Il tressaillit soudain. La licorne souleva une paupière paresseuse et l'observa doucement. Perdu entre les draps blancs, il semblait auréolé d'une lumière étincelante ; ses cheveux noirs et hirsutes se détachaient nettement sur la clarté de l'oreiller, tout comme son visage dont elle ne voyait que le profil brûlé. Elle s'abreuva de ce désastre de chair, récitant en elle-même les moindres détails de cette joue, de cette arcade dépourvue de sourcil, de ce menton épargné sur lequel perçait un début de barbe. Celui-ci se poursuivait le long de sa mâchoire puissante, traçant une ligne sombre jusqu'à son oreille submergée d'épis chevelus.

Son torse nu dépassait du liseré brodé du drap ; des bandages emmaillotaient son coude dépourvu d'avant-bras.

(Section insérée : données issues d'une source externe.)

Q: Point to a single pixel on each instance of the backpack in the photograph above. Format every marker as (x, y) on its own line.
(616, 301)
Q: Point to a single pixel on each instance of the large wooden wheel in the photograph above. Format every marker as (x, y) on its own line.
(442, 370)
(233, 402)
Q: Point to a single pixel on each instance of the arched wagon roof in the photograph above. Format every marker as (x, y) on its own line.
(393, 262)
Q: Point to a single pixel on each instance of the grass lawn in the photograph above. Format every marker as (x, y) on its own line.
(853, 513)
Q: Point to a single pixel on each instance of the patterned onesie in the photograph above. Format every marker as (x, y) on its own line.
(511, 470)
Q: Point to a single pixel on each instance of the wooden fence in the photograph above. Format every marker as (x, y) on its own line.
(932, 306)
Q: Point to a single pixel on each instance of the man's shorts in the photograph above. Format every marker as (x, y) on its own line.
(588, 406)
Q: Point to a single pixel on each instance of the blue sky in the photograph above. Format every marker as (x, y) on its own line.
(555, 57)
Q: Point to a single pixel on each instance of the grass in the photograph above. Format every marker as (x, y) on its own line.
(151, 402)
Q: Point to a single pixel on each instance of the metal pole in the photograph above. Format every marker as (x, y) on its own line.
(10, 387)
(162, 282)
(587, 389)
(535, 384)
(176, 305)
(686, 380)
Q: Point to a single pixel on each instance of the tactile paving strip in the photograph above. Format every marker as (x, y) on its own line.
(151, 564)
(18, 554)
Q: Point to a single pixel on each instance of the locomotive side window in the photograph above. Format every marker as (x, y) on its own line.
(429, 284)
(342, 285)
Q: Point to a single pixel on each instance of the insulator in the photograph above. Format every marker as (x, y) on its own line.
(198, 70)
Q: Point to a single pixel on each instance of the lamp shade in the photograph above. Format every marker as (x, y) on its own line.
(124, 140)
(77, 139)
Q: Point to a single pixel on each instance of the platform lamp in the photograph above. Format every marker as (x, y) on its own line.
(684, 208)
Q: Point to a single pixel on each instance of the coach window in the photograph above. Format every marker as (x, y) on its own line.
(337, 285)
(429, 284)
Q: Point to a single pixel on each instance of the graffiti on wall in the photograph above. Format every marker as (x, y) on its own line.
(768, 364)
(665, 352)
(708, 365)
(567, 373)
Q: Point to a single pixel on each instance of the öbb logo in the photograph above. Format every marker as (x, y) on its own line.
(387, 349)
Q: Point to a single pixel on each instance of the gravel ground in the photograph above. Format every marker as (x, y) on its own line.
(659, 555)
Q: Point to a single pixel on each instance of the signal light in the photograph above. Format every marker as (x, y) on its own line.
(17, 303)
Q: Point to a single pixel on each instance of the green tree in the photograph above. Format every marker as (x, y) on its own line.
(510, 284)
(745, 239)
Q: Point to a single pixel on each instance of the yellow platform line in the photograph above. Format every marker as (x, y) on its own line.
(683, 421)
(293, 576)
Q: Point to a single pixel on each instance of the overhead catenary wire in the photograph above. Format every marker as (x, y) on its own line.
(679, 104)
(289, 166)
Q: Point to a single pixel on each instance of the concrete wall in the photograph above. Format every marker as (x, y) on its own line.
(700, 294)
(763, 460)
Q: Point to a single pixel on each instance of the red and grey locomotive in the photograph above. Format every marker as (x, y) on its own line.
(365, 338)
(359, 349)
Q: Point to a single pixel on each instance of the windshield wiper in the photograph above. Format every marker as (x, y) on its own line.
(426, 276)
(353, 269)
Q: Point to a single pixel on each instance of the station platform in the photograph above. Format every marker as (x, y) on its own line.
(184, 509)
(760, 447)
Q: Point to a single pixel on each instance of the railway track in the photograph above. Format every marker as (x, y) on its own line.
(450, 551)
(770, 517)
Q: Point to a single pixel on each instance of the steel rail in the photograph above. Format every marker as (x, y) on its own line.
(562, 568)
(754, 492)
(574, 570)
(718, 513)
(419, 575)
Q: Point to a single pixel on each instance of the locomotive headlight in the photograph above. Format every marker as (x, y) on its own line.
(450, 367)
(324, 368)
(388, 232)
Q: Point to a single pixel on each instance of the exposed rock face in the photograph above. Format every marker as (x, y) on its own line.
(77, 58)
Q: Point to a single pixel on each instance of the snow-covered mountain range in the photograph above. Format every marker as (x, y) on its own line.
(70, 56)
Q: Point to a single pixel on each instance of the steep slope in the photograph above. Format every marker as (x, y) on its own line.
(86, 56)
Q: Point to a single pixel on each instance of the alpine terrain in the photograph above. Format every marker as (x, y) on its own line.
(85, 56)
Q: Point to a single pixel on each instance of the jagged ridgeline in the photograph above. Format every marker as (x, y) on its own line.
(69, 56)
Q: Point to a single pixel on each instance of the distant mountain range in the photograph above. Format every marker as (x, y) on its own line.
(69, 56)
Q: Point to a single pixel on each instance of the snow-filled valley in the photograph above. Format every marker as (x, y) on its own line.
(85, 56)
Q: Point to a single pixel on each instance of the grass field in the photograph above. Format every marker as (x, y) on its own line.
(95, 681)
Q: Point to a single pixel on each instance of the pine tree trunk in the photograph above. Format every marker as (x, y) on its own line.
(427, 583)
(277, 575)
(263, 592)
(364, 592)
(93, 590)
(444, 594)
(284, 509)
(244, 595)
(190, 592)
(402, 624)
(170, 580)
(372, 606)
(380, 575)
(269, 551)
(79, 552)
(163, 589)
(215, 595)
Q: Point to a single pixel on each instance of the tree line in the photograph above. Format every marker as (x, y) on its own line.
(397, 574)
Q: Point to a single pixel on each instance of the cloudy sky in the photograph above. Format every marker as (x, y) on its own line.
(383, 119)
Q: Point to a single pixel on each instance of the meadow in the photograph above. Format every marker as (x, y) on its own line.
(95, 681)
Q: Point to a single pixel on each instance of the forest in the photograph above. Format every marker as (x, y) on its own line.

Lorsqu'Iluth avait couru chercher du secours aux premières fermes, épouvantée à l'idée qu'un autre démon profite de son absence pour achever Alban déjà agonisant, sa détresse n'était pas restée sans réponse. L'histoire du tueur de dragons, suivi d'une étrange chèvre blanche à la voix aigre et d'un chat noir, avait déjà fait le tour de la ville depuis des jours. Après le rapatriement du chasseur, le baron avait pris à ses frais le coût de ses soins et leur avait envoyé ses meilleurs moines médecins, ainsi que l'apothicaire le plus savant de la cité.

L'avant-bras gauche d'Alban n'était plus qu'une guenille émiettée ; il était impossible de le lui remettre d'aplomb. Iluth avait observé ces hommes trancher la chair sanguinolente au niveau du coude, la griller au fer rouge puis scier l'articulation opaline qui saillait de la plaie ouverte. Enfin, ajoutant d'autres effluves pestilentielles à celles qui imprégnaient déjà la chambre, ils avaient plongé le moignon cisaillé dans un seau d'huile bouillante. Les chances de survie n'étaient pas assurées. Très loin de là. Déjà brisée par la mort d'Asmodée, la succube avait fermé les paupières très fort pour ne pas voir ce qui allait suivre.